Nürnbergs Stadtmauer

von Anja Weinberger

Nürnbergs Stadtmauer

von Anja Weinberger

Ein flächenmäßig besonders großes Denkmal besitzt die fränkische Metropole Nürnberg: ihre gut erhaltene Stadtmauer.

Fünf Kilometer war sie einmal lang und davon sind noch gut vier Kilometer erhalten. Zu ihr gehören mehr als 70 Türme und auch die großen Bastionen bei der Burg, die auf diese Weise mit in den Mauerring heinein geholt werden konnte. Das ist eine durchaus eindrucksvolle Dimension und unterscheidet Nürnberg von allen anderen europäischen Großstädten, die ihre Stadtmauern im Laufe der Jahrhunderte verloren haben. In Nürnberg prägen die mal eckigen, mal runden Türme der Befestigung bis heute nachdrücklich das Stadtbild.

Von oben betrachtet bildet die Nürnberger Stadtmauer ein recht schiefes Viereck, der Mathematiker würde vielleicht sagen ein Parallelogramm, das eine Fläche von weit über 100 Hektar umgibt.

Einen guten Blick auf die Stadtmauer hat man nur in Herbst und Winter, denn ab dem Frühjahr versperrt das Laubwerk der beinahe zu zahlreich im Graben wachsenden Bäume die Sicht. Strebt man eine besonders gute Übersicht über die Mauer, ihre Dimension und auch ihre Kleinteiligkeit an, so empfehlen sich im Winter Schneefotos, die der wuchtigen Befestigungsarchitektur optisch mehr Anteile der dritten Dimension verleihen. Schießscharten, Schrägstellungen und andere militärisch motivierten Architekturdetails sind so besonders gut zu erkennen.

Stadtmauerturm „Rotes M“, © pixabay

Eine Stadtmauer erscheint uns heute hauptsächlich als Schmuck.
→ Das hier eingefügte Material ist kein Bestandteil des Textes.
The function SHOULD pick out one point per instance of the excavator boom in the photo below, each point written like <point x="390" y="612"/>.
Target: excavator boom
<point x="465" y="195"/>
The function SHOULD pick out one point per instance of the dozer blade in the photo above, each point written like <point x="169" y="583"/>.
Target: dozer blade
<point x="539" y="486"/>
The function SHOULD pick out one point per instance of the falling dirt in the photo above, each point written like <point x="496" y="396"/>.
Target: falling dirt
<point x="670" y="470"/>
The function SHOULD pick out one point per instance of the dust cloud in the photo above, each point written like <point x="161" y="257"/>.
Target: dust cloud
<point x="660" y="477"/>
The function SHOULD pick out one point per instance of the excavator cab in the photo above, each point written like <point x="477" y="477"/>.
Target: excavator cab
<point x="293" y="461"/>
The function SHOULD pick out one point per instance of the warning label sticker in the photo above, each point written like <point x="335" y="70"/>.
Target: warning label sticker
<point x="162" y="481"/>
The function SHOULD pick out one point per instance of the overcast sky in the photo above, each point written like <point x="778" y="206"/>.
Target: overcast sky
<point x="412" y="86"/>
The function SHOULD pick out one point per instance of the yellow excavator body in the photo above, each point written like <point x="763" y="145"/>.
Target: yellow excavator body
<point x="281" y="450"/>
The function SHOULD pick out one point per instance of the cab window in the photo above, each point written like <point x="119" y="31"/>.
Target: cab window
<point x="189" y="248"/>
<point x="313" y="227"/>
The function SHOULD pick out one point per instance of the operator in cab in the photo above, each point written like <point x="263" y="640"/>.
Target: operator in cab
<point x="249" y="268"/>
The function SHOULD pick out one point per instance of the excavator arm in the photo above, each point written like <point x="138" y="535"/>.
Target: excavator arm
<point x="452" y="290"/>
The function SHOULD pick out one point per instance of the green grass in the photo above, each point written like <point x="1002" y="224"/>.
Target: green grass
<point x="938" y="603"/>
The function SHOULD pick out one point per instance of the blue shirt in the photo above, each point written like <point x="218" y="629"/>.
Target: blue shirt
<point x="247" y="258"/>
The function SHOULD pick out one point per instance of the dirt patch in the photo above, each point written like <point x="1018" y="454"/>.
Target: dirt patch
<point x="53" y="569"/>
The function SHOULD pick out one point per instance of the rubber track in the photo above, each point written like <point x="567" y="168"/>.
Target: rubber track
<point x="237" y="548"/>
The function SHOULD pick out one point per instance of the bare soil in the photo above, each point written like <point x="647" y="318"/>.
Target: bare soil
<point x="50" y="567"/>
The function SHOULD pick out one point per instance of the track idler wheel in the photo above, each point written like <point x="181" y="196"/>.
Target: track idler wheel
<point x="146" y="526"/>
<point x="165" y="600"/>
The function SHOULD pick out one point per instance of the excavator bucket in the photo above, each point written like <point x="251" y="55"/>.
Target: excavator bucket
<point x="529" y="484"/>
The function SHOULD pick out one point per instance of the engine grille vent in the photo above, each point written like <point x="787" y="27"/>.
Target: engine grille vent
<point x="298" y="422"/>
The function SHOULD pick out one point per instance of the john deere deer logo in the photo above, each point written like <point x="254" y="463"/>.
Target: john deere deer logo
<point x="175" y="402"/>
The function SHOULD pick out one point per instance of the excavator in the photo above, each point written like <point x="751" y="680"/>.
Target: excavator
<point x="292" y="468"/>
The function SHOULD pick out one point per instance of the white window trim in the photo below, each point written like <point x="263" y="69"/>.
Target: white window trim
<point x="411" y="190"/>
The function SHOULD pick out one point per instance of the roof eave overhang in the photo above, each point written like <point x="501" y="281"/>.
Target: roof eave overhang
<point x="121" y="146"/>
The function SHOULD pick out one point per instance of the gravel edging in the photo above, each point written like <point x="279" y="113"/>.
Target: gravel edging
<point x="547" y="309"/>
In ihrer Entstehungszeit jedoch diente sie ausschließlich dem Schutz und der Verteidigung. Auf ihrer Länge von einstmals fünf Kilometern umschloss die Nürnberger Stadtmauer (oder Stadtbefestigung) die gesamte Altstadt. So, wie wir sie heute sehen können, wurde sie um 1400 fertiggestellt. Anschließend hob man den parallel verlaufenden Graben an der Außenseite aus. 12m tief war dieser, 20m breit und nie mit Wasser geflutet. Leider ist nicht überliefert, was mit den vielen Tonnen ausgehobener Erde geschehen ist. Die mit Argusaugen beobachteten Hussitenkriege beschleunigten den Aushub dieses Trockengrabens; jeder Bürger musste sich am Bau beteiligen und nur die Reichsten konnten sich von dieser schweren Fronarbeit freikaufen. Man bedenke außerdem, dass die Grabenseiten Richtung Stadt und Feld gut abgemauert werden mussten, um ein Einbrechen von Erde zu verhindern.
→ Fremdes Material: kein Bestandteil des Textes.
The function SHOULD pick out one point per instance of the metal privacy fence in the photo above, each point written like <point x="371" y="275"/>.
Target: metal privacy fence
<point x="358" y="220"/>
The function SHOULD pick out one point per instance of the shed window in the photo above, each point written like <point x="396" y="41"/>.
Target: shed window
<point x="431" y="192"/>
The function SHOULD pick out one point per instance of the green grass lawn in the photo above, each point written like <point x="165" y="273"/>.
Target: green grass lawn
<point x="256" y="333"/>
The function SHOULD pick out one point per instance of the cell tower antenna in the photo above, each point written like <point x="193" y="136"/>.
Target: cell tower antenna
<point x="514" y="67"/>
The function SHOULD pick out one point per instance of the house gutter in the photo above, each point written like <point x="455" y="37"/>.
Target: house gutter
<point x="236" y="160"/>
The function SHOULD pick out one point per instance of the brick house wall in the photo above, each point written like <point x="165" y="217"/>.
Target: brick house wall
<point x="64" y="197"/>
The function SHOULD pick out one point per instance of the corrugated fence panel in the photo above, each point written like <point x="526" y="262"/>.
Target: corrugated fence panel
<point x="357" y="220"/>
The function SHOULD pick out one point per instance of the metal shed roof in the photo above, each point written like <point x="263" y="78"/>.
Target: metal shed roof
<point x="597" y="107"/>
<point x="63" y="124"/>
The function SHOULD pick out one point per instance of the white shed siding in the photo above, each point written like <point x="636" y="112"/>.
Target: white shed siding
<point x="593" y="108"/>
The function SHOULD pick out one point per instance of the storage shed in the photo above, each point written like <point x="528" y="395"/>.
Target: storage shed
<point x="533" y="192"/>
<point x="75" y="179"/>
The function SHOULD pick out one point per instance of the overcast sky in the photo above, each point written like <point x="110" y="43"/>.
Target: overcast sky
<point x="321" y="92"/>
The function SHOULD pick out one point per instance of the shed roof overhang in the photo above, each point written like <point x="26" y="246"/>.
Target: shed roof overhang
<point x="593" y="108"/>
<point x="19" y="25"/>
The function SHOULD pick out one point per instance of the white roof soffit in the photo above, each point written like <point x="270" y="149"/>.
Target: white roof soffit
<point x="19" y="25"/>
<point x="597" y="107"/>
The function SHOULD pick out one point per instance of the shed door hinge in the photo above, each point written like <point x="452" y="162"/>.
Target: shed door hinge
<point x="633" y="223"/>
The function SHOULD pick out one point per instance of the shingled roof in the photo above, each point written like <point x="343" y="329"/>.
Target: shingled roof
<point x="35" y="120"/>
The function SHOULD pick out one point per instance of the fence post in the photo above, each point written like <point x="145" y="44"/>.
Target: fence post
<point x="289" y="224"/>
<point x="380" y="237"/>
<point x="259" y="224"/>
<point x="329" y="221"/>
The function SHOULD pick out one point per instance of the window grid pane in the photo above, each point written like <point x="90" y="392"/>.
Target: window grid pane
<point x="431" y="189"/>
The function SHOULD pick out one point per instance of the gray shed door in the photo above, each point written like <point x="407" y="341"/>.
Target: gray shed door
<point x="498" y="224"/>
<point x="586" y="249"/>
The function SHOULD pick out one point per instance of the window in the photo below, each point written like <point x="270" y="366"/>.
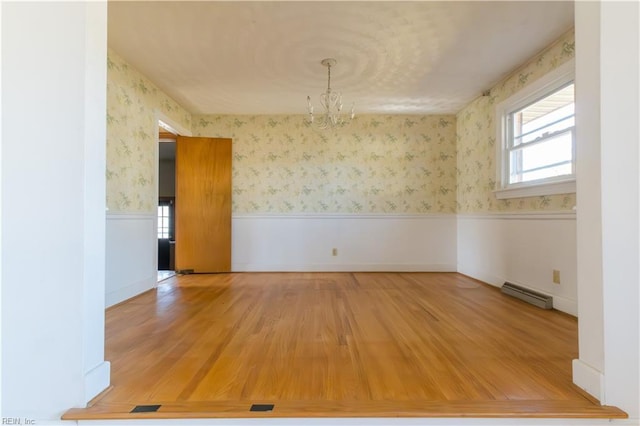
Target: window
<point x="165" y="219"/>
<point x="537" y="138"/>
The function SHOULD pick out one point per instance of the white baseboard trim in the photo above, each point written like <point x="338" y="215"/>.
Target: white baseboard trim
<point x="329" y="267"/>
<point x="588" y="378"/>
<point x="560" y="303"/>
<point x="96" y="380"/>
<point x="130" y="290"/>
<point x="532" y="215"/>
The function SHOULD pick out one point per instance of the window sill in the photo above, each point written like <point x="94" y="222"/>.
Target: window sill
<point x="536" y="190"/>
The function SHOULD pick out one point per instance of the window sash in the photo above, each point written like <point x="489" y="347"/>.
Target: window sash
<point x="514" y="158"/>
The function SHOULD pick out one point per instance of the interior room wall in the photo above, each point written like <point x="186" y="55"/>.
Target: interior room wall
<point x="133" y="107"/>
<point x="381" y="191"/>
<point x="518" y="240"/>
<point x="167" y="181"/>
<point x="52" y="248"/>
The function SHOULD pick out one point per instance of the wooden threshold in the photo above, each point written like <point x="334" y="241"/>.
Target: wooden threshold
<point x="337" y="409"/>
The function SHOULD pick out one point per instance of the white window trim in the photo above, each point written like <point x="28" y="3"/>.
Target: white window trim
<point x="555" y="79"/>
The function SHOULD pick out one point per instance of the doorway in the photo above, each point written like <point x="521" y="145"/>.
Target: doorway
<point x="166" y="202"/>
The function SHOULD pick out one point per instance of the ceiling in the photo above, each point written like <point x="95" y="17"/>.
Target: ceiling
<point x="417" y="57"/>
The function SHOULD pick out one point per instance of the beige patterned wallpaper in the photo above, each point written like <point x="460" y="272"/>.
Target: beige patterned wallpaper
<point x="378" y="164"/>
<point x="476" y="139"/>
<point x="131" y="140"/>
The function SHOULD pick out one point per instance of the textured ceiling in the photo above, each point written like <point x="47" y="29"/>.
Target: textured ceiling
<point x="421" y="57"/>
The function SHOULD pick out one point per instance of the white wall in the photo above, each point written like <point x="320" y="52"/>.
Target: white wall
<point x="620" y="168"/>
<point x="53" y="180"/>
<point x="607" y="75"/>
<point x="364" y="242"/>
<point x="523" y="249"/>
<point x="131" y="256"/>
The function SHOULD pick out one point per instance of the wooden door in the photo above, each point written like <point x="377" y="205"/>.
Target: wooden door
<point x="203" y="204"/>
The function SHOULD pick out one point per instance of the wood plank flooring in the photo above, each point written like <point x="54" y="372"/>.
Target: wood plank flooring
<point x="338" y="345"/>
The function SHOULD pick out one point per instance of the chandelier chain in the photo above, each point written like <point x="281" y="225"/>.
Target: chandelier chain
<point x="332" y="105"/>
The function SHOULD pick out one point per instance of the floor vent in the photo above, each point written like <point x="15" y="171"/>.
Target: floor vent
<point x="540" y="300"/>
<point x="145" y="409"/>
<point x="261" y="407"/>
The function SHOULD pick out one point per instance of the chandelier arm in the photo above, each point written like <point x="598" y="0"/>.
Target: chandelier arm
<point x="331" y="103"/>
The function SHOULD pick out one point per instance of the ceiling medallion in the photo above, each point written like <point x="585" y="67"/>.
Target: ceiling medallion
<point x="331" y="102"/>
Der Nürnberger Graben konnte schließlich 1452 fertiggestellt werden.

 

Im Jahr 1866 hob die Bayerische Staatsregierung den Festungscharakter der Stadt offiziell auf und seit diesem Stichtag wurden Breschen in die Stadtmauer geschlagen. Der Verkehr wollte schließlich fließen.
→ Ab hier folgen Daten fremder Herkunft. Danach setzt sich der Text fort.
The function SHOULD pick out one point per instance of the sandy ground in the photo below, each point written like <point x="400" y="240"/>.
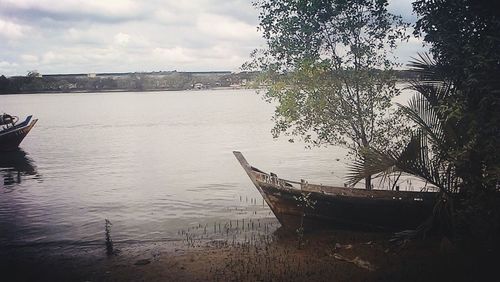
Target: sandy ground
<point x="320" y="256"/>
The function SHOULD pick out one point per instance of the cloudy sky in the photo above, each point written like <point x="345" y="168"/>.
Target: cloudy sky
<point x="83" y="36"/>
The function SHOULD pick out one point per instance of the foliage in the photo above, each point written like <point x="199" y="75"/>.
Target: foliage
<point x="455" y="146"/>
<point x="327" y="65"/>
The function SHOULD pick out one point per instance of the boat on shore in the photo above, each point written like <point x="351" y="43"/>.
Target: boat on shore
<point x="298" y="204"/>
<point x="12" y="133"/>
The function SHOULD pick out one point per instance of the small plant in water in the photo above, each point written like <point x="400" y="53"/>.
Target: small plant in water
<point x="109" y="242"/>
<point x="304" y="201"/>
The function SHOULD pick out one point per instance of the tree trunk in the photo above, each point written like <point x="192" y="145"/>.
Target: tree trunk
<point x="368" y="182"/>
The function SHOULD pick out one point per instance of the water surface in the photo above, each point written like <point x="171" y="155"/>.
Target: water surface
<point x="150" y="162"/>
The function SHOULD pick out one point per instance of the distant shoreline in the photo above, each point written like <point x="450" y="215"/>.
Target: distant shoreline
<point x="129" y="90"/>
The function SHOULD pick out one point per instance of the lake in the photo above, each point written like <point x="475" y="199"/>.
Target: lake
<point x="153" y="163"/>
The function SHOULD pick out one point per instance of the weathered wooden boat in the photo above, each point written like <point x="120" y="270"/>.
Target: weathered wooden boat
<point x="13" y="133"/>
<point x="300" y="204"/>
<point x="14" y="166"/>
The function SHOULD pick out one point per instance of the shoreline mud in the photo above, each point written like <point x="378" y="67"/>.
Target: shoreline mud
<point x="335" y="255"/>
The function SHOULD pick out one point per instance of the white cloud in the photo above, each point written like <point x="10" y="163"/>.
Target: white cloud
<point x="122" y="39"/>
<point x="28" y="58"/>
<point x="174" y="55"/>
<point x="11" y="30"/>
<point x="228" y="28"/>
<point x="79" y="36"/>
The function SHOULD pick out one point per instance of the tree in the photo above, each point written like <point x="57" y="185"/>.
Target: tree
<point x="327" y="65"/>
<point x="457" y="116"/>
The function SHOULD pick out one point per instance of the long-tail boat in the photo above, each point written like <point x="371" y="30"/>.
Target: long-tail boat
<point x="302" y="205"/>
<point x="12" y="132"/>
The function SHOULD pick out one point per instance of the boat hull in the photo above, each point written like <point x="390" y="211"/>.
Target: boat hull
<point x="299" y="204"/>
<point x="343" y="212"/>
<point x="11" y="138"/>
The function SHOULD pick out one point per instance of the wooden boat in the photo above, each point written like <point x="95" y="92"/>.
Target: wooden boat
<point x="11" y="134"/>
<point x="14" y="166"/>
<point x="300" y="204"/>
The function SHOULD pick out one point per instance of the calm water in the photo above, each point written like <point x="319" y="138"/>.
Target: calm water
<point x="152" y="163"/>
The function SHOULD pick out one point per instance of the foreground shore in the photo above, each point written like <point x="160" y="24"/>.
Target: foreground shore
<point x="320" y="256"/>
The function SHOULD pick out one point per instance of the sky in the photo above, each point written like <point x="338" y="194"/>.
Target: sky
<point x="92" y="36"/>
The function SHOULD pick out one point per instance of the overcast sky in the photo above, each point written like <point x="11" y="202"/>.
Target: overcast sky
<point x="84" y="36"/>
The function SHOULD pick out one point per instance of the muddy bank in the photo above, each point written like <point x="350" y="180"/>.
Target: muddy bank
<point x="321" y="256"/>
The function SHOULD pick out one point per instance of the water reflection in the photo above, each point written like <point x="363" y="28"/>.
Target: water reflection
<point x="15" y="166"/>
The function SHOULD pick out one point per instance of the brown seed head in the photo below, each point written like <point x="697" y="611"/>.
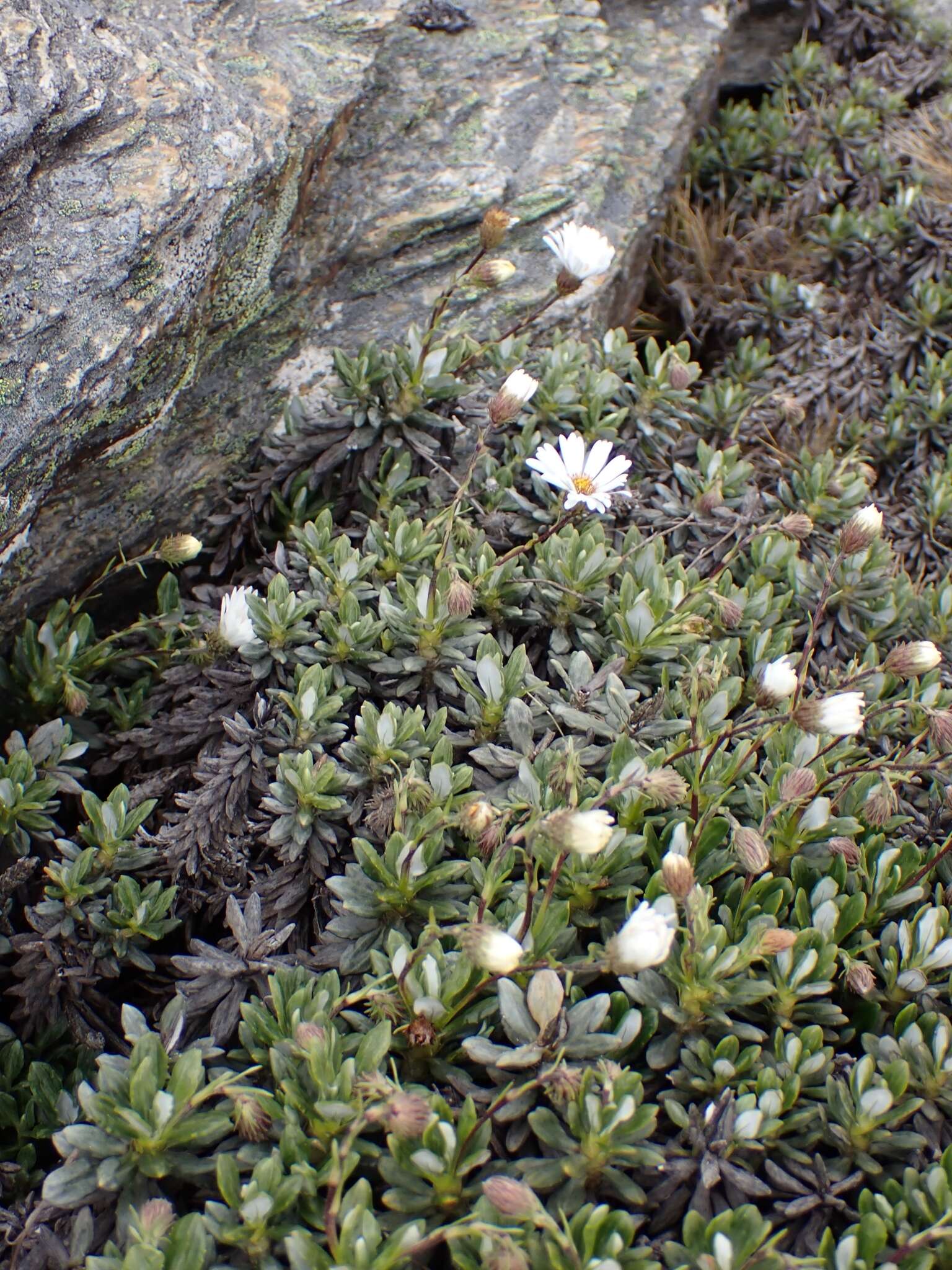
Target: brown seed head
<point x="494" y="226"/>
<point x="801" y="783"/>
Es entstanden auf diesem Wege bis 1876 in neugotischer Manier das Marientor, das Königstor, das Färbertor, das Ludwigstor, das Maxtor und das Wöhrder Tor, von denen ein manches in unseren Tagen längst wieder verschwunden ist.

Die heutige Stadtmauer hatte ihre Vorläufer in den früheren Befestigungen der Sebalder und der Lorenzer Stadtseite, die durch die Pegnitz getrennt waren und sind. Aus dieser Zeit stammen folgende, heute mitten in der Stadt stehende Türme: der Weiße Turm, der Schuldturm, der Henkerturm, der Wasserturm und der Laufer Schlagturm.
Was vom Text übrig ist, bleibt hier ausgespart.